Salah satu upaya untuk menekan rantai penyebaran paham radikalisme adalah melalui Program Jumat Salam yang diinisiasi Penjabat Gubernur NTB, Lalu Gita Ariadi. Terutama bagaimana agar sosialisasi terkait paham radikalisme ini menyentuh masyarakat sampai ke desa-desa. “Itu juga kita rancang program Jumat Salam, bagaimana betul-betul tepat sasaran. Jadi kita ke pondok-pondok itu,” ujarnya.

Kendati demikian, Ruslan mengklaim bahwa kegiatan tindakan terorisme di NTB sudah jauh menurun. Bahkan indeks kasus terorisme di NTB statusnya bukan merah lagi, melainkan sudah hijau. Terbukti tahun 2022 kasus terorisme turun menjadi 85 persen, lalu diakhir 2023 ini sudah turun menjadi 65 persen.

“Kegiatan-kegiatannya itu boleh dikatakan sudah tidak ada. Makanya jarang sekali kita dengar kasus pengeboman dan kekerasan dan sebagainya,” jelasnya.

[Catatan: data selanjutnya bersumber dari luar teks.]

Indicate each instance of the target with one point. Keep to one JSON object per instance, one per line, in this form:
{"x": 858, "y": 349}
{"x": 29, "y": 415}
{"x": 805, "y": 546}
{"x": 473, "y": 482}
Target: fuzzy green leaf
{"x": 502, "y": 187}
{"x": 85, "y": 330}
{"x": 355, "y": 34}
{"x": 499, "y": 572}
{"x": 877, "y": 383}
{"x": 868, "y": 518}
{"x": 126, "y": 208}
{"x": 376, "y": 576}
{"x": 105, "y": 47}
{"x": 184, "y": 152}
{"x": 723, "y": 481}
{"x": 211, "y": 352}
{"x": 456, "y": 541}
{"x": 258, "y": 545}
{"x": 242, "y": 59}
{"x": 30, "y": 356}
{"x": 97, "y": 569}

Terpisah, Kepala Kanwil Kemenag NTB, Zamroni Aziz buka suara terkait banyaknya Ponpes yang diselipkan ajaran-ajaran radikalisme. Dia mengaku pihaknya bersama Kanwil Kemenag Kabupaten/Kota dan juga BNPT masih melakukan pengecekan terhadap Ponpes yang diduga menyebarkan ajaran sesat tersebut.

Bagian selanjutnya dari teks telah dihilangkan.